I think these guys in mobile have a Gordon which I think is pretty similar.
http://gulfcoastflyfishingschool.com/


----------



## sjrobin (Jul 13, 2015)

The HB region rep or other owner should be able to help set up a water test in your area.


----------



## Baydreamer35 (Oct 17, 2014)

Hookemdano in Ocean Springs has a 17.8 Gordon. Im sure he'd take you for a spin.


----------



## hookemdano (Feb 9, 2007)

Hull changed in 05. So the waterman is the same as 04 and older hull. More rocker and less vee than new style. And yes, I would take for a spin.


----------



## EvanHammer (Aug 14, 2015)

hookemdano said:


> Hull changed in 05. So the waterman is the same as 04 and older hull. More rocker and less vee than new style.

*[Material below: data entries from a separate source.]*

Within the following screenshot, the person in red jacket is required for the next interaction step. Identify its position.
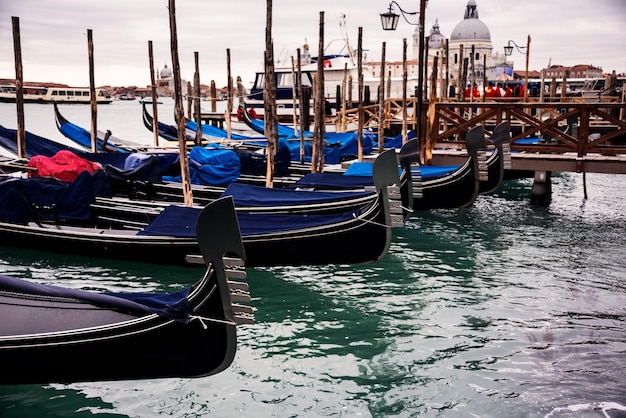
[485,81,500,98]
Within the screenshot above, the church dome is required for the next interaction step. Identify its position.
[450,0,491,41]
[428,20,446,49]
[161,64,172,78]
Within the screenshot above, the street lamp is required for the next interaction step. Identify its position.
[504,40,526,57]
[380,1,419,30]
[380,0,427,152]
[504,35,530,101]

And yes, I would take for a spin.


Will you take me for a spin?


----------



## DeepSouthFly (Sep 7, 2016)

hookemdano said:


> Hull changed in 05. So the waterman is the same as 04 and older hull. More rocker and less vee than new style. And yes, I would take for a spin.


Where are you located?


----------



## hookemdano (Feb 9, 2007)

Ocean Springs, MS


----------